Monika Antal, Executive Manager
In February, which seems a like a lifetime ago now, and when it was still permissible to gather in large groups, YU invited academics from Newcastle University to Leeds in order to meet university counterparts in Yorkshire, as well as local authority and health officials, in order to present findings from a newly-published report on some of the lessons learned from the Urban Living Partnership (ULP) pilots.
At the YU roundtable on 11 February, Mark Tewdwr-Jones who until recently was a Professor of Town Planning at Newcastle University and Director of Newcastle City Futures gave a brief overview of the pilots.
In 2016, the UK Government, through the seven Research Councils and Innovate UK, launched a series of ULP pilots. The initiative was open to any consortia in places where there was a local university that could co-ordinate and lead bids through individual platforms. While academics would take the lead, the platform would also serve as a hub for different sectors (e.g. business, public, community, voluntary, as well as universities) to collaborate, engage and determine future courses of action. Five pilots ran for 18 months in Birmingham, Bristol, Leeds, Newcastle-Gateshead and York.
You can watch Louise Kempton, Senior Research Associate in the Centre for Urban and Regional Development Studies (CURDS), Newcastle University, present the key results of the lesson-learning review into the impact of the ULPs in these five designated places.
The ULPs were a method of collaboration that were tasked with addressing some of the most ‘wicked’ problems in a specific place with, and which were posed the central question that David Marlow (Chief Executive of Third Life Economics and a visiting Professor of Practice at CURDS) posed to the participants:
‘What can the university do to give something back to the places in which it’s located and start to address some of those challenges?’
Participants at the roundtable were asked to consider what this meant for individual places both with and crucially without universities:
In the discussions about the places ‘with universities’, participants addressed the nuances of how universities and local authorities operate and work together; the challenges posed in the mapping interactions between the institutions; the extent to which academic research strengths can overlap with the strategic priorities of a local authority and other local anchor institutions (i.e. NHS, further education colleges) and how best to strengthen collaboration at a strategic level. The emergent civic university agreements are seen as one tool in which to formalise a relationship and agree a set of shared priorities.
Looking at the question of what places ‘without universities’ should do, the focus was on recognising FE colleges as anchor institutions, which can form relationships with universities outside their localities; the high levels of local procurement and recruitment in colleges of students and workers was highlighted; and in particular how students from disadvantaged backgrounds could be supported to train and retrain.

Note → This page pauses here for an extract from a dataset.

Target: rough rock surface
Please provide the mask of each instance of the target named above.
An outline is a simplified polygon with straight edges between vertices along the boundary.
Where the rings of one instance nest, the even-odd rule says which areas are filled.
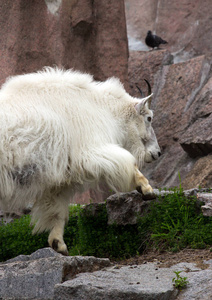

The ULP review found that successful places need to take some specific actions: visioning, use evidence intelligently, establish a strong leadership team, and provide a neutral space for debate and decision, and in particular where co-design and experimentation can take place. In places with a university, the university is can animate these processes. However, where there is no university in situ, a coalition of other institutions could fulfil that role.
In the current climate, where we face a global pandemic, a developing economic and social crisis and a climate and ecological emergency – the ULP study has reinforced the message that if ever there was a need for collaboration between local institutions, including universities, now is the time for it.